Overcoming Adversity, Forgiveness, Prejudice, Asian American
Curated By
Keiko McCullough

Keiko McCullough is a doctoral student at Indiana University Bloomington studying Counseling Psychology. Keiko graduated summa cum laude from the University of Akron with her Bachelor’s degree in Psychology in 2015. Her research interests, broadly, focus on the intersections of race, gender, and new media. She additionally studies men of color and masculinities, Asian American mental health, positive psychology, and feminist issues.

In This Guide:

During World War II, over 120,000 individuals of Japanese ancestry were removed from their homes and put in American concentration camps. Of the survivors, many had nowhere to go upon release and no means of making a living. This guide will offer some things to say that may be encouraging to a survivor or descendent of a survivor of Japanese American Incarceration. 

They Might Be Thinking:

  •  I can’t talk about what happened. If I tried, no one would understand.
  • My family lost everything. We never got back what we lost. 
  • I can’t express how meaningful this history is to me and my family. Even if we don’t talk about it, it’s still there. 
  • I wish other people knew about what happened. 
  • I am beyond angry and upset. 
  • I feel disconnected from Japanese culture because my family was forced to assimilate.
  • It’s heartbreaking to me that people don’t acknowledge that this was cultural genocide. 
  • I want to move beyond the trauma we’ve experienced. 
  • I wish I knew more about what life in the camps was like. 
  • I never want this to happen to anyone, ever again. 
  • It’s confusing for me to think about both the terrible and joyous moments that happened in the camps. 
  • I wish I knew others who I could comfortably talk about this with. 
  • People don’t understand that this continues to affect my life. 
  • My family was forced to make impossible choices while in the camps.   

Words That Might Be Encouraging:

  •  I can’t imagine what you and your family have been through. 
  • You have been able to achieve so much (provide examples). Your resilience is incredible. 
  • This is a really intimate and personal history. Please know that you are welcome to share or not share whatever you would like. 
  • Given what you’ve gone through, I am in awe of your persistence and strength. 
  • What happened is almost incomprehensible. I am so sorry. 
  • Your story is important.

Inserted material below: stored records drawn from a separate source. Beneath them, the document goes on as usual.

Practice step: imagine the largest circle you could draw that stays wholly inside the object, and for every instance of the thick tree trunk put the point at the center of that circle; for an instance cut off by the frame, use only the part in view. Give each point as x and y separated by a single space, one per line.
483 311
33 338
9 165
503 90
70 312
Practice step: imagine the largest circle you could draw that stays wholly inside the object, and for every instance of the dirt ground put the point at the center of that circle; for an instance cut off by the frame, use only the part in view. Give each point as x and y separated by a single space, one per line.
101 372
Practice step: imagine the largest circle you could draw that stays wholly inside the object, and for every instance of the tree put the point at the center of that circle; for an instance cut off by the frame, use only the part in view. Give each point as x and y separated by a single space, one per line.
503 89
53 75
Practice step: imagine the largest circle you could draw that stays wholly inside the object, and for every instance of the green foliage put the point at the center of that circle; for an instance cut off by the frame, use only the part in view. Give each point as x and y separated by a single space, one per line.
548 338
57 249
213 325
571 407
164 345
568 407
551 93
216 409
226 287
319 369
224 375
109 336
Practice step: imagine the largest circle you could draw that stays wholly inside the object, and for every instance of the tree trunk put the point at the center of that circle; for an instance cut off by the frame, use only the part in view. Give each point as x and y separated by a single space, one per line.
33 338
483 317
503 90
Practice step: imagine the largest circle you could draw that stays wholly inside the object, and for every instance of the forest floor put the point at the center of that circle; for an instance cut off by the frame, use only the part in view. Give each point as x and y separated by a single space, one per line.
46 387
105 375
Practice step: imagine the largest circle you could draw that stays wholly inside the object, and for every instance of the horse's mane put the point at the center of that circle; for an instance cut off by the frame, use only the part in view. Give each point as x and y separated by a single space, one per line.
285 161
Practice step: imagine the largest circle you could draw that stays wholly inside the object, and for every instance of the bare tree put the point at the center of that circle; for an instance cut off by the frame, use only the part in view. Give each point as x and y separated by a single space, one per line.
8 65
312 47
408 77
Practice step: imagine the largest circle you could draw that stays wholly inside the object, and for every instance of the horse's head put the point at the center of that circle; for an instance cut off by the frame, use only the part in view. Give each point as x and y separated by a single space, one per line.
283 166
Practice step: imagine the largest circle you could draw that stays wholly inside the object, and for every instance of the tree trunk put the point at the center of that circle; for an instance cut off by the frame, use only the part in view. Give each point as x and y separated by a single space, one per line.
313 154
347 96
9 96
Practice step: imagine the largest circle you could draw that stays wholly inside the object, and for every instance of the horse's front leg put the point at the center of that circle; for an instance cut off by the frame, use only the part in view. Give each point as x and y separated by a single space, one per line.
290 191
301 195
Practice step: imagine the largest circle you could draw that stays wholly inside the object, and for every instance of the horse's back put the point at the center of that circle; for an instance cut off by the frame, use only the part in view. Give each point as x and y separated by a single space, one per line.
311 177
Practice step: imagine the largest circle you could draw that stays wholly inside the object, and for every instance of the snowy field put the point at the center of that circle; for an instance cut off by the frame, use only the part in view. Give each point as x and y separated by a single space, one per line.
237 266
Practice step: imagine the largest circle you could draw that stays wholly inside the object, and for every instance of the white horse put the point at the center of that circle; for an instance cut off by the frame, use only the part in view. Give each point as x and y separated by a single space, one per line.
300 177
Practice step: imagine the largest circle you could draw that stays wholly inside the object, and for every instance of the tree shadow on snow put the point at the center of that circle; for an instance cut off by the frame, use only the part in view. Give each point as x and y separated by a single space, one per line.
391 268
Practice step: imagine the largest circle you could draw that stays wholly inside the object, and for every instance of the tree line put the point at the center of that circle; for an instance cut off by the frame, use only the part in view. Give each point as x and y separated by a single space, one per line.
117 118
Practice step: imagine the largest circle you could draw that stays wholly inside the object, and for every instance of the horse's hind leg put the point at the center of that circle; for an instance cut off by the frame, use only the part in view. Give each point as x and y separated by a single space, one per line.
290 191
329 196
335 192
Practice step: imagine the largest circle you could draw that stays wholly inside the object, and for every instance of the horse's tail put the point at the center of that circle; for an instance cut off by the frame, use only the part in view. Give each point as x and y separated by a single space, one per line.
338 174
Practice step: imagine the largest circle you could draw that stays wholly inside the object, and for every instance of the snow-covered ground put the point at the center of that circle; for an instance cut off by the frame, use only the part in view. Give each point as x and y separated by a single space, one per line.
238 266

Thank you for choosing to share it with me. 
  • I feel sad when I think about how this has negatively affected you - someone that I care very much for. 
  • Though I could never fully understand what happened, I want to learn more.
  • I appreciate the complexities of the situation and the different feelings that may come up when talking about it. What you are feeling is valid. 
  • What happened was not okay….and it has really damaging and lasting consequences.
  • I want to be here for you now in whatever way you feel is best. 

Words That Might Be Discouraging:

  • That was so long ago. How is that still relevant?
  • I don’t see how this is a big deal. I am sure it wasn’t that bad.  
  • The government has apologized. The past is in the past.
  • What a weird thing to bring up now. 
  • That would never happen again. 
  • Why are you so upset over this? 
  • Everyone was treated humanely. 
  • America messed up…but it was a stressful time in history. 
  • We don’t really need to talk about this. 
  • I think what happened made sense at the time. 
  • It wasn’t like the American government was killing people. 
  • I don’t know much about what happened. You can tell me though, right?